You can use this file as a starting point for your own configuration. A custom configuration file can be provided to the tool using the --user-config flag — either as a standalone config (skipping discovery) or as a base config combined with --discover-cluster-config (discovery takes network operator parameters from the file and adds discovered cluster config).
networkOperator:
version: v26.1.0
componentVersion: network-operator-v26.1.0
repository: nvcr.io/nvidia/cloud-native
namespace: nvidia-network-operator
docsBaseURL: https://docs.nvidia.com/networking/display/kubernetes2610
docaDriver:
version: doca3.3.0-26.01-1.0.0.0-0
unloadStorageModules: false
enableNFSRDMA: false
nvIpam:
poolName: nv-ipam-pool
subnets:
- subnet: 192.168.2.0/24
gateway: 192.168.2.1
- subnet: 192.168.3.0/24
gateway: 192.168.3.1
- subnet: 192.168.4.0/24
gateway: 192.168.4.1
- subnet: 192.168.5.0/24
gateway: 192.168.5.1
sriov:
ethernetMtu: 9000
infinibandMtu: 4000
numVfs: 8
priority: 90
resourceName: sriov_resource
networkName: sriov-network
hostdev:
resourceName: hostdev-resource
networkName: hostdev-network
rdmaShared:
resourceName: rdma_shared_resource
hcaMax: 63
ipoib:
networkName: ipoib-network
macvlan:
networkName: macvlan-network
spectrumX:
nicType: "1023" # "1023" for ConnectX-8, "a2dc" for BlueField-3 SuperNIC
overlay: "none"
rdmaPrefix: "roce_p%plane%_r%rail%"
netdevPrefix: "eth_p%plane%_r%rail%"
profile:
fabric: ethernet # infiniband, ethernet
deployment: sriov # rdma_shared, sriov, host_device
multirail: false
spectrumX: # Spectrum-X configuration (set to null or omit if not using Spectrum-X)
spcxVersion: "RA2.1" # CLI override: --spcx-version
multiplaneMode: swplb # CLI override: --multiplane-mode (swplb, hwplb, uniplane, none)
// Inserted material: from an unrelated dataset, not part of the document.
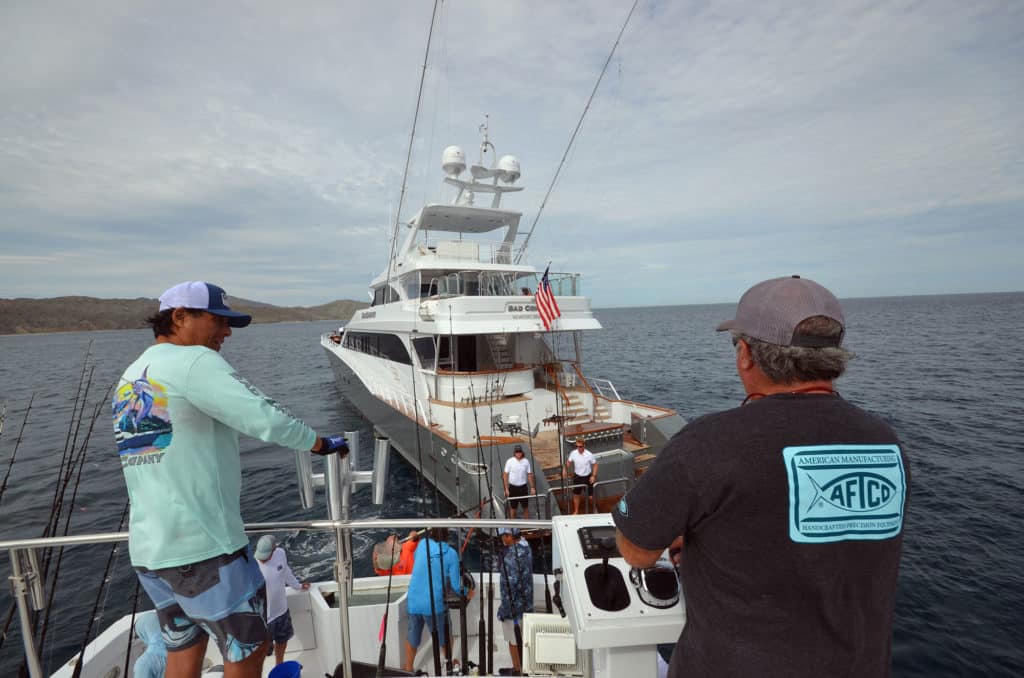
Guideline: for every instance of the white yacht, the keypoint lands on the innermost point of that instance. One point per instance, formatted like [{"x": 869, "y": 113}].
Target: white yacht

numberOfPlanes: 4 # CLI override: --number-of-planes
ai: false
clusterConfig:
- identifier: "group-0"
machineType: "DGX-B200"
productType: "NVIDIA-B200"
labelSelector:
feature.node.kubernetes.io/pci-15b3.present: "true"
capabilities:
nodes:
sriov: true
rdma: true
ib: false
workerNodes: ["worker-0", "worker-1"]
nodeSelector:
nvidia.com/gpu.machine: "DGX-B200"
pfs:
- deviceID: "1023"
pciAddress: "0000:05:00.0"
rdmaDevice: "mlx5_0"
networkInterface: "net1"
traffic: east-west
rail: 0
- deviceID: "1023"
pciAddress: "0000:75:00.0"
rdmaDevice: "mlx5_1"
networkInterface: "net2"
traffic: east-west
rail: 1
- deviceID: "1023"
pciAddress: "0000:6a:00.0"
rdmaDevice: "mlx5_4"
networkInterface: "net5"
traffic: north-south
- identifier: "group-1"
machineType: "PowerEdge-XE9680"
productType: "NVIDIA-H100"
labelSelector:
feature.node.kubernetes.io/pci-15b3.present: "true"
capabilities:
nodes:
sriov: true
rdma: true
ib: false
workerNodes: ["worker-2", "worker-3"]
nodeSelector:
nvidia.com/gpu.machine: "PowerEdge-XE9680"
pfs:
- deviceID: "a2dc"
pciAddress: "0000:1a:00.0"
rdmaDevice: ""
networkInterface: ""
traffic: east-west
rail: 0
- deviceID: "a2dc"
pciAddress: "0000:3c:00.0"
rdmaDevice: ""
networkInterface: ""
traffic: east-west
rail: 1
Note
The clusterConfig section is an array of node groups. In heterogeneous clusters, each group contains nodes with identical NIC configurations (same PCI addresses and device IDs). Each PF entry includes a traffic field (east-west or north-south) and a rail field (sequential index for east-west PFs). North-south PFs do not have a rail field. See Heterogeneous Cluster Support for details.